Forces in X,Y and Z

[m_c]

What about the torque reaction from the cutting tool on the Z axis, there must be a twisting motion too there.

HSM Advisor gives tool cutting force and torque etc.

That is your main force that you need to allow for. If you know what torque the cutter needs, you can then calculate the forces required to move the X & Y axis against the cutter, which is the force you'll need for any FEA. However for the axis motion system, you need to add extra to cover any friction/stiction and any inherent losses in the motion system.
It's the Z axis where things get a bit more complicated, but your main force there is going to be while drilling or rotary broaching. Do neither of those, and you're biggest force is going to be from spiral milling cutters continually pulling/pushing the axis down/up.
I've got a couple spreadsheets somewhere for drilling/broaching forces, which I made to work things out for my lathe, however for drilling it won't calculate pull through force, which can potentially pull the Z-axis straight down into the table if the drill grabs as it breaks through the material.

[routercnc]

I believe what the graph shows is the total measured force between the tool and the table (Fx, Fy, Fz) when using a sensor between the part and the bed, so includes the all cutting forces resolved into x,y,z:
Feed force - in direction of cut
Feed normal force - 90 degrees from direction of cut
Feed passive force - feed up/down due to helix)
all of which include any moments caused by cutting

They do talk about another sensor which goes into spindle (RCM) and so torque can be measured directly and extracted out separately.

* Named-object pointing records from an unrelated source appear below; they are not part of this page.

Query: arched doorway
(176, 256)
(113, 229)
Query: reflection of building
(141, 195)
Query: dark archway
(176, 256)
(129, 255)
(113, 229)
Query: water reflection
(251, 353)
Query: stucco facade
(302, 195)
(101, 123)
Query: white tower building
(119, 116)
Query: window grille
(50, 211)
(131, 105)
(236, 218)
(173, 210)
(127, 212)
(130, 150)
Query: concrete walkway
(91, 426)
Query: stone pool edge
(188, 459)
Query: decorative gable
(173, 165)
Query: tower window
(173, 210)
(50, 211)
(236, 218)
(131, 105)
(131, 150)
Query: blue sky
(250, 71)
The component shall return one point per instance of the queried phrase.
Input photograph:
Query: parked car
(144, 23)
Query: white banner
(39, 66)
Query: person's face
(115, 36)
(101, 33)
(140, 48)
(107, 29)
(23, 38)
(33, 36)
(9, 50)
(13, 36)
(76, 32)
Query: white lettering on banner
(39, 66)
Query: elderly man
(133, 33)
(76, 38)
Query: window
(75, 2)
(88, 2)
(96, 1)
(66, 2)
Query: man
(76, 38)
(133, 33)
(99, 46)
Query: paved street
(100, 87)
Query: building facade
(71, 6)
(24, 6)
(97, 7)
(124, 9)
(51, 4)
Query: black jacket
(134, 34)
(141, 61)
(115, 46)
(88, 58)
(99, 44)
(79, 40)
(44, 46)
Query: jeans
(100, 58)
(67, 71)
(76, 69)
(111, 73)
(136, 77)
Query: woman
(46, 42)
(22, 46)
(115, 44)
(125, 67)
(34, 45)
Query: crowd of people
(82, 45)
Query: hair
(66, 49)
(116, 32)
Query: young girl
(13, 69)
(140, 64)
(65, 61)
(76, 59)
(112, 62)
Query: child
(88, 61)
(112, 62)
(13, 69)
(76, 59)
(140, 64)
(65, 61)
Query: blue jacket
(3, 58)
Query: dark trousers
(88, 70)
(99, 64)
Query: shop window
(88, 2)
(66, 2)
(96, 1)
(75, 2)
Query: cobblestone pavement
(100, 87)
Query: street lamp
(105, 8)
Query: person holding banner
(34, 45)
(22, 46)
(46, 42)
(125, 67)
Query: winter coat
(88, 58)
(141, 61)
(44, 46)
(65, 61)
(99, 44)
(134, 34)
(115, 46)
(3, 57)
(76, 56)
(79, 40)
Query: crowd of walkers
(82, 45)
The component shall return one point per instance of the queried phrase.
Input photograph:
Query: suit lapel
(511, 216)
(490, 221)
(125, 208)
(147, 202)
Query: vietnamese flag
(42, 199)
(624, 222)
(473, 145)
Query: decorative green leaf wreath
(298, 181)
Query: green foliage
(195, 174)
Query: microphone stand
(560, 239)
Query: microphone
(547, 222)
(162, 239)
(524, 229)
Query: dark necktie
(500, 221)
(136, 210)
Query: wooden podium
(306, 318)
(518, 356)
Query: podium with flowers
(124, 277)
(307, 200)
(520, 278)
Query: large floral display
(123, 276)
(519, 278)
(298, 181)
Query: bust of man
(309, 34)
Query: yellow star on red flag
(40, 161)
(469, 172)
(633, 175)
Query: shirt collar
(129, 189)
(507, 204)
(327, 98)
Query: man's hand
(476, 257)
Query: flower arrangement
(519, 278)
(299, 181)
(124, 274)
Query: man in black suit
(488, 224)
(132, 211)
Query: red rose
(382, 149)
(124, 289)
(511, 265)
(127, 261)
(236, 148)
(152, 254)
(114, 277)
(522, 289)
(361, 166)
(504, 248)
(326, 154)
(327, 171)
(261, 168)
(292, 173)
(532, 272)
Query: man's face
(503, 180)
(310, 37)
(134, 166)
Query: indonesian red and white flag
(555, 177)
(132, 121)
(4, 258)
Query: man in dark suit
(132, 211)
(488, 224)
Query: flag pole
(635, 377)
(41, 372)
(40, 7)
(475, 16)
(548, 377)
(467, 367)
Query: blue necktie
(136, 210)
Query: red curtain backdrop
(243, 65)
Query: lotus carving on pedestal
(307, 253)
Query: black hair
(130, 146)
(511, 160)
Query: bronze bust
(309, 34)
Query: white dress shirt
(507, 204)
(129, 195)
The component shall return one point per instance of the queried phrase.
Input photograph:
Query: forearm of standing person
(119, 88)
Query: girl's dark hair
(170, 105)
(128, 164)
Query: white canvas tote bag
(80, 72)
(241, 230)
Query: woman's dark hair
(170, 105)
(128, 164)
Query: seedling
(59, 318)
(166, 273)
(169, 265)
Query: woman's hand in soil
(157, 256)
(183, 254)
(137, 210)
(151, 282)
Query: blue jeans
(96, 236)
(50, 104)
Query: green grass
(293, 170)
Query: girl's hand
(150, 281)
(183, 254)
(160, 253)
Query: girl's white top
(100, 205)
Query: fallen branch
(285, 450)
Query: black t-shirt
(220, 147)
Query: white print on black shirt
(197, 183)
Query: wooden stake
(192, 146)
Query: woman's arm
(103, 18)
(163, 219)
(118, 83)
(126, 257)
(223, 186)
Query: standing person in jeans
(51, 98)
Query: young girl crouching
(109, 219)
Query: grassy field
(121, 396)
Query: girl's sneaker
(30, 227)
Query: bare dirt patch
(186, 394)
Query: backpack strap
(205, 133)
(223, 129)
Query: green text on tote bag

But in terms of machine design I would have thought you want to know the total force Fx, Fy, Fz on the tool and a target stiffness to aim for. Then use FEA, or hand calcs to work out if you meet the required stiffness when applying the force at the tool tip.

For stiffness targets I've seen figures quoted for commercial machines in the region of 10 - 25 N/um (10,000 - 25,000 N/mm). I think one of my DIY machines was between 1000 - 2400 N/mm and was ~OK but I would aim higher for a good machine and I think it is easily possible.

[PotatoMill]

10-25 N/μm seems reasonable, and a good number to aim for. I searched around for CNC N/μm and found a good preview on work-piece precision https://books.google.no/books?id=0zF...%20cnc&f=false .

Seems like the "hardcore" machine centers have a stiffness around;
X axis: 30-62 N/μm
Y axis: 30-40 N/μm
Z axis: 67-95 N/μm
Radial: 25 N/μm (5000rpm), 20 N/μm (25000rpm)
This is for vertical CNC mill setup. So for a router it would be a bitt less.

According to the link above it seems like the tools are the weakest and the least stiff part of the machine. Where they use the usual deflection calculation for a circular cross section and match it to some real measurements. 0.15 N/μm for 6mm tool.